/Uber-Data-Engineering-Project-with-GCP-Modern-Tools

Developed a modern data engineering project on the Uber dataset using Google Cloud Platform (GCP). Built a data model in fact and dimension format, transformed the data using Python, deployed the code on a compute instance, loaded the data onto BigQuery, and created a final dashboard for data analysis and visualization.

Primary LanguageHTML

Uber Data Analytics Project

This project aims to analyze the Uber dataset using various data engineering and analytics techniques. The project utilizes Google Cloud Platform (GCP) services and modern tools to process, transform, and visualize the data.

Project Steps

  1. Create Bucket: Create a storage bucket in GCP to store the project files.

  2. Create Instance: Set up a GCP compute instance with the following specifications:

    • CPU: e2 standard 16
    • 8 core CPU
    • 64 GB RAM
  3. SSH Connection: Establish an SSH connection to the GCP compute instance.

  4. Run Command: Execute the commands provided in the command.txt file from the GitHub repository to install Python3 and the required libraries, including:

    • pandas
    • maze.ai
    • Google Cloud SDK
  5. Start Maze.ai Project: Launch the Maze.ai project on port 6789 and access it through the external IP provided by the GCP instance.

  6. Update Firewall Rule: Modify the firewall rule to allow access to the Maze.ai dashboard via the external IP and port.

  7. Create Data Loader Pipeline: Set up a data loading pipeline to import the Uber dataset into the project.

  8. Create Data Transformer Pipeline: Develop a data transformation pipeline using a generic template. Handle any errors or kernel overloads that may occur during the transformation process.
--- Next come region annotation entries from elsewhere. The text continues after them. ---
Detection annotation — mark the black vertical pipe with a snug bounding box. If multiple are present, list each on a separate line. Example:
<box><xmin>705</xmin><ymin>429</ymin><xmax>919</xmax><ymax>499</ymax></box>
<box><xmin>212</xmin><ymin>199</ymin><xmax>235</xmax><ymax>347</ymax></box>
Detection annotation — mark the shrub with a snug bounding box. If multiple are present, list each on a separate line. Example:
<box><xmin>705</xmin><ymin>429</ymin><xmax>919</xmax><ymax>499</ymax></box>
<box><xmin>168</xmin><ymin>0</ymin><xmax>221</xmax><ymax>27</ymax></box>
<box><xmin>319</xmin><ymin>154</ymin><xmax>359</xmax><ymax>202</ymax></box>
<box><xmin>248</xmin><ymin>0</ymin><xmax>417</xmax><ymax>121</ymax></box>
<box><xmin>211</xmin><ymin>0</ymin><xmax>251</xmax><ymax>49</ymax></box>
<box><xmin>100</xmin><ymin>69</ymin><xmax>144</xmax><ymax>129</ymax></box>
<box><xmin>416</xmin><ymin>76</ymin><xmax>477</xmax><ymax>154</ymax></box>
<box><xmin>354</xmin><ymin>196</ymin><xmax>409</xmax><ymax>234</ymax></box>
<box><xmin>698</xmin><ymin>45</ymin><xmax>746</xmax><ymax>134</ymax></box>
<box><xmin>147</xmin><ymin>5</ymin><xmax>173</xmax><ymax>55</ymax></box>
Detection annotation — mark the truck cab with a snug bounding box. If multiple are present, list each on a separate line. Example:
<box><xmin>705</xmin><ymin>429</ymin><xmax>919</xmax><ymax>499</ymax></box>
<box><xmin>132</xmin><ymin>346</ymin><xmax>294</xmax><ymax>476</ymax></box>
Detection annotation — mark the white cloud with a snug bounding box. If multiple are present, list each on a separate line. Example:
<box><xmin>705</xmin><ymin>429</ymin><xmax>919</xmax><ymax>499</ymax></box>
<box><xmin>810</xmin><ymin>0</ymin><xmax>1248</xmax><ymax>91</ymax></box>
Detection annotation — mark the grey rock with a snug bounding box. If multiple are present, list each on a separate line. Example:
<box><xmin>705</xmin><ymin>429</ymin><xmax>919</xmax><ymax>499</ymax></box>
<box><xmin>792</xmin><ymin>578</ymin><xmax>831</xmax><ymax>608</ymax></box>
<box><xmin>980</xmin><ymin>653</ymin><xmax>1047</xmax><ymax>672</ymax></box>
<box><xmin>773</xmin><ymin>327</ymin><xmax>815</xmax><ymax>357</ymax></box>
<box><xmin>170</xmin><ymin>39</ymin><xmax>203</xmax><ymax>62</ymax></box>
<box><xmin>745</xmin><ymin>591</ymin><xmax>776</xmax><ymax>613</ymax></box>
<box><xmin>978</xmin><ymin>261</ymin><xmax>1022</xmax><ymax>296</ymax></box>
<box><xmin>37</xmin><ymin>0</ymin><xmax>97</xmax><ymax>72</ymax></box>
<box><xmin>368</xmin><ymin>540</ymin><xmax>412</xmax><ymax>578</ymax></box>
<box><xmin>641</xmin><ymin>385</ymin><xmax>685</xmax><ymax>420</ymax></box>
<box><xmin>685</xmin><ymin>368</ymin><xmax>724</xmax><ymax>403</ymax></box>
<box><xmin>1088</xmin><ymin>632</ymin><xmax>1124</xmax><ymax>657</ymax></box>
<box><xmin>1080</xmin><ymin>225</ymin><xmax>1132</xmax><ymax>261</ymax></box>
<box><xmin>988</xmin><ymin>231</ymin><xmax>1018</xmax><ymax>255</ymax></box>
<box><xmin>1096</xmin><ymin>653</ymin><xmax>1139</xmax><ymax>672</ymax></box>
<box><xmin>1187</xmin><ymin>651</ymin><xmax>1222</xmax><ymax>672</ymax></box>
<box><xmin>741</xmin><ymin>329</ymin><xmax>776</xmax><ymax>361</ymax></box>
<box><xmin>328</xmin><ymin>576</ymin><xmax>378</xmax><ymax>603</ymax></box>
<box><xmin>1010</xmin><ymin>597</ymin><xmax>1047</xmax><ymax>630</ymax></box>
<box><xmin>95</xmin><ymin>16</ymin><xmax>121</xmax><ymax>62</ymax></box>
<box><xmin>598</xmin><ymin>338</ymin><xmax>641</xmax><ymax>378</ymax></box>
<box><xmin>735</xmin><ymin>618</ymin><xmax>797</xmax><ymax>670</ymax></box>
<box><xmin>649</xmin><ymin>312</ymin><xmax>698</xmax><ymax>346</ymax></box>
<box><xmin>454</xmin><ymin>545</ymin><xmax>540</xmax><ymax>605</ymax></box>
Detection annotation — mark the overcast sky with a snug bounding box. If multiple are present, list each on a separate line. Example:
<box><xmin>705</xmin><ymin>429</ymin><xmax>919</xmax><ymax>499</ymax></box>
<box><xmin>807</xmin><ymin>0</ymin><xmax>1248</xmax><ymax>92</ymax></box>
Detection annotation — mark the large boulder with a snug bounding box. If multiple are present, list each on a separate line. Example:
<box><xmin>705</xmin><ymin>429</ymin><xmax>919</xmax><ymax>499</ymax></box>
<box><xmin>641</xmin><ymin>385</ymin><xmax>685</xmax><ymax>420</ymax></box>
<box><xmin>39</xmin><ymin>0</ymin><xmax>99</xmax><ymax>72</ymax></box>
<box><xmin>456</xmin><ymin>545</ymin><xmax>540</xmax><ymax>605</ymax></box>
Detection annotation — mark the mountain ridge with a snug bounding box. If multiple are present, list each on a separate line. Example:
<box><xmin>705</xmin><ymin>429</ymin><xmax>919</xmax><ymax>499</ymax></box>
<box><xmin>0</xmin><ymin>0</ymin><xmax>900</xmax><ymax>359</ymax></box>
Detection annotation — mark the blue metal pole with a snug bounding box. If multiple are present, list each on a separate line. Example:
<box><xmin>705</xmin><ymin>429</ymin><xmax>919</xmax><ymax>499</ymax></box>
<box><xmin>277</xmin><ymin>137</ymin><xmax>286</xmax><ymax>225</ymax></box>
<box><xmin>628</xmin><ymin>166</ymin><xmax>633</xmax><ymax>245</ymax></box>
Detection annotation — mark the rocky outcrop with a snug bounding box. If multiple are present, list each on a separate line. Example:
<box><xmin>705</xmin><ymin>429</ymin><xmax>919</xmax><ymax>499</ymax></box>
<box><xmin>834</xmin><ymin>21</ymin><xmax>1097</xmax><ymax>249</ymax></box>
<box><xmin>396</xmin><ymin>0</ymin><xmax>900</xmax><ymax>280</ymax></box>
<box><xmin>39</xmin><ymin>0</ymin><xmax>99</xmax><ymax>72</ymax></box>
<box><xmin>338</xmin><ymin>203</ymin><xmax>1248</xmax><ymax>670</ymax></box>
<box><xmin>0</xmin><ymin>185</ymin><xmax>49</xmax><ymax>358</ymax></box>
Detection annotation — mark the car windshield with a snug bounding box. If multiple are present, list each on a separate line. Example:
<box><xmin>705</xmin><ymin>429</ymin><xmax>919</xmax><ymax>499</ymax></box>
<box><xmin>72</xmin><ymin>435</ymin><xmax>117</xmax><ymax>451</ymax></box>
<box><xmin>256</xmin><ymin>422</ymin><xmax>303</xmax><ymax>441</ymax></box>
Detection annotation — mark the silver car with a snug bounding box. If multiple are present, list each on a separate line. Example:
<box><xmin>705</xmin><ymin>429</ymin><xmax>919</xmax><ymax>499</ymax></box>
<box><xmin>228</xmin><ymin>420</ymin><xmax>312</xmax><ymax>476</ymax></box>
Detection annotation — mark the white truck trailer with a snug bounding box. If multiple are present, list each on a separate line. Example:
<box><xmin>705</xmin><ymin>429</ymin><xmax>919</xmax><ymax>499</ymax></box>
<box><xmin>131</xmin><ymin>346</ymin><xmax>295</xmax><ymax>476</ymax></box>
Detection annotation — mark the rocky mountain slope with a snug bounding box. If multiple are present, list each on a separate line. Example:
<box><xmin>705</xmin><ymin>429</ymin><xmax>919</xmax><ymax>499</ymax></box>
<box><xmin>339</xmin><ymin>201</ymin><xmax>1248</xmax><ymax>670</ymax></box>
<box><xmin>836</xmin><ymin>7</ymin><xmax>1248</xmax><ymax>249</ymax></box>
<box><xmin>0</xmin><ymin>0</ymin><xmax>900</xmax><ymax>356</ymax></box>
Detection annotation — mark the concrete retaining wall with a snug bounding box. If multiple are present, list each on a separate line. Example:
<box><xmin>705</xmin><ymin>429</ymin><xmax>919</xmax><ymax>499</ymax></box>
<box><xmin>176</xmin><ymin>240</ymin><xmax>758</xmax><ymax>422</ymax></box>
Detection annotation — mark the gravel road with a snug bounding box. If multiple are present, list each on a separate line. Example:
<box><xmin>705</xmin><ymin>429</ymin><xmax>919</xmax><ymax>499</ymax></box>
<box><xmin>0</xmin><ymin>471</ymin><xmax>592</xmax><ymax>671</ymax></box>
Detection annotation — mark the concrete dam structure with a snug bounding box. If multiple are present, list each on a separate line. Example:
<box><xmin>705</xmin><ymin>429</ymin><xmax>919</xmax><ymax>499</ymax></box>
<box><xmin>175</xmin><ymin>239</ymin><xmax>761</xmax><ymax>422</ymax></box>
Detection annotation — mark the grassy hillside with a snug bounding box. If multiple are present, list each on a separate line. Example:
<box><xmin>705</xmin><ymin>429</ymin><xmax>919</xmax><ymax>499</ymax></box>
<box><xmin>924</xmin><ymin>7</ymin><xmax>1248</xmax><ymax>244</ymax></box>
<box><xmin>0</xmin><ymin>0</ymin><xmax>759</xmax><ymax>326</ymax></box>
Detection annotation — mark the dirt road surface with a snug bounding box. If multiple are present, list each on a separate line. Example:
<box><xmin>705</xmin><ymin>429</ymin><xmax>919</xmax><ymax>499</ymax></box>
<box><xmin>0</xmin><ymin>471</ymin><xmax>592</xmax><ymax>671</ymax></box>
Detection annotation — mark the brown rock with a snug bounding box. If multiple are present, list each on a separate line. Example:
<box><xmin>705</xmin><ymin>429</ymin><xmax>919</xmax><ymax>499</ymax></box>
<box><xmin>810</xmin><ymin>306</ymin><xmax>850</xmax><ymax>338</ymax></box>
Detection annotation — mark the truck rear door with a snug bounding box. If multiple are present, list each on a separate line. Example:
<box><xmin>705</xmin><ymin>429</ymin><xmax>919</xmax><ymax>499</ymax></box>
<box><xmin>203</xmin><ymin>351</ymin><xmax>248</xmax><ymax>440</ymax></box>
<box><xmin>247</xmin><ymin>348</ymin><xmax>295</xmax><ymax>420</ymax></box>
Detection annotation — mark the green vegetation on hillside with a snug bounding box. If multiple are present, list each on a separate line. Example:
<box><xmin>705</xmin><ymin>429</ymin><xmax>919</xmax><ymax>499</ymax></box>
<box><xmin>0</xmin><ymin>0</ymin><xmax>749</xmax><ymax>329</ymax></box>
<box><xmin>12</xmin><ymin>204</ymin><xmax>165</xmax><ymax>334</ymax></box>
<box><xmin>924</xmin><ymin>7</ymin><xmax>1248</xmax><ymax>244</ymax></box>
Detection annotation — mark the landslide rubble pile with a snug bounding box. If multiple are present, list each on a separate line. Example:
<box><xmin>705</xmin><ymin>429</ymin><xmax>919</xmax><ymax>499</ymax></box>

  9. Connect to DataExporter: Connect the data transformation pipeline to the DataExporter module to export the transformed data to Google BigQuery.

  10. Configure io_config.yaml: Access GCP, open API services, and create a new service account. Download the service account key in JSON format and copy the JSON data into the io_config.yaml file. This step ensures secure access to GCP services.

  11. Complete Data Loader Pipeline: After completing the third pipeline, navigate to BigQuery and refresh the data to preview the connected data.

  12. Data Visualization: Utilize Looker or Data Studio to create visualizations and analyze the Uber dataset.

Hashnode Blog Post

Check out my detailed blog post on this project on Hashnode.

Project Dependencies

  • Python 3
  • pandas
  • maze.ai
  • Google Cloud SDK
  • Google Cloud BigQuery

License

This project is licensed under the MIT License.